The 5-5-5 Rule That Helps Cisco Outsource IT Implementation Successfully

October 24, 2012 - 0 Comments

Almost every weekend, Cisco implements 25-30 projects upgrading our core network infrastructure, involving sites around the world. These network projects run from simple office moves and partner connections to complex technology upgrades and acquisition integrations. They also include all the changes that are part of the Cisco IT fleet management program, where we regularly review the network infrastructure at each of our 500+ sites for needed upgrades, and schedule the upgrade cycles. This upgrading work is distributed, detailed, and involves repeatable processes, which makes it ideal for outsourcing:  but there are tricks to handing off responsibility while maintaining extremely high standards.

Previously, our own Cisco IT engineers performed this work, which meant we had many expert employees who we were put on planes all the time. This led to problems with employee burnout, and we would lose their experience when they inevitably moved to another job that required less travel. Also, because we were always focused on the next project, we were often too relaxed about documenting the processes and lessons learned from current work so that we could apply them in the future.

Today, we follow standardized processes with our in-region outsourced partners, who actually perform much of the implementation work for us – once we establish the standard implementation plan together. At the core of these processes is our “5-5-5 Rule” for a new IT project that is implemented in multiple sites:

  • The first 5 (or for larger projects the first 5%) are pilot implementations where the work is done by Cisco IT design and implementation engineers based on their detailed knowledge of the upgrade design and plans. Engineers from the outsourced partner observe Cisco IT provisioning these pilots to begin their training and to develop detailed documentation for use by their own local teams when they take over the implementation activity.
  • The next 5 (or 5%) of implementations are performed jointly by Cisco IT and outsourced partner staff, and together we review and update the cookbook documentation.
  • The final 5 (or 5%) of site implementations are performed by the partner staff with Cisco IT staff observing to verify that the partner is ready to take over project responsibility. At this point we finish reviewing and approving all documentation, processes, schedules, and hand off the rest of the work to our partners.
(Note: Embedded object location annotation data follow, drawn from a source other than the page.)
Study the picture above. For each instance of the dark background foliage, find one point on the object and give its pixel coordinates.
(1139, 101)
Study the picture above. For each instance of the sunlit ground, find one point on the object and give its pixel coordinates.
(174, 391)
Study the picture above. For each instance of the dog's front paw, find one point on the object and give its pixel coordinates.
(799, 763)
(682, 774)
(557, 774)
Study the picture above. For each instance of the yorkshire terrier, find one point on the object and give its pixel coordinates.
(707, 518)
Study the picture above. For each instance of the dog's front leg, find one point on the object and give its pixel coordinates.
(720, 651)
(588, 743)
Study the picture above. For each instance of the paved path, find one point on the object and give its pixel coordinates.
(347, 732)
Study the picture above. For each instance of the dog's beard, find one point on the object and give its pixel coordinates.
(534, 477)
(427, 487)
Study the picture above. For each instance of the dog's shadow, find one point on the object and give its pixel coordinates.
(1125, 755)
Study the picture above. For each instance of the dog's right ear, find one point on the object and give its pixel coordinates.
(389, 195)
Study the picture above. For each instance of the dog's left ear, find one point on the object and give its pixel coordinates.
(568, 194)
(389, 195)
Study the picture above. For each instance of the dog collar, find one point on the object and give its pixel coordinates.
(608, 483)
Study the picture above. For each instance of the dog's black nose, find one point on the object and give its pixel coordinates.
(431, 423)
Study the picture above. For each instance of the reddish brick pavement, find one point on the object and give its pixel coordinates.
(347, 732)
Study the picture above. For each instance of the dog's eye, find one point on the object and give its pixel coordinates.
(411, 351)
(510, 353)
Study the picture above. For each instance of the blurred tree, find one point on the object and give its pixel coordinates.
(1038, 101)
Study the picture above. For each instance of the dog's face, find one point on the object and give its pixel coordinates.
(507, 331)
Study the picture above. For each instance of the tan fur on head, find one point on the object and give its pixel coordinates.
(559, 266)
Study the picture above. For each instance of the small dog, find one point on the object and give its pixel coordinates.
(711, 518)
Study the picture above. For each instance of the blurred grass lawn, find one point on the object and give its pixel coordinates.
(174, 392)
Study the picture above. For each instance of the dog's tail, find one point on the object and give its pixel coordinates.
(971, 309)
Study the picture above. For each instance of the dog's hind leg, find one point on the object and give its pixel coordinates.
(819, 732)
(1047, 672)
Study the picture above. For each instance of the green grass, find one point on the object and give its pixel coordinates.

This 5-5-5 rule is beneficial for both Cisco IT and our outsourced partners in several ways:

  • We transfer knowledge from our Cisco IT engineers to the high-level partner engineers who can in turn transfer that information to their teams in ways that are appropriate for that organization. This sometimes encourages our engineers to improve the process, because you learn a lot about a process when you’re teaching it to someone else.
  • Because the outsourced partners are preparing for their contracted work, they produce better and more detailed project documentation than what Cisco IT might develop on its own.
  • We learn from our partners, too.  We get feedback from the outsourced partners about improvements in design or implementation, and can adopt these improvements into future Cisco IT projects.

Following this rule produces a good learning experience for everyone. For example, there are things that the outsourcer’s engineers ask that our internal engineers wouldn’t necessarily think about. This approach also allows Cisco IT to avoid the difficult task of providing and maintaining a suite of detailed documentation for an external vendor to perform the job successfully.

By following the 5-5-5 Rule, we are able to keep up the pace of implementing nearly 2000 IT projects per year. And it helps our implementation partners work more effectively, which benefits partners, Cisco IT, and ultimately, the users we serve.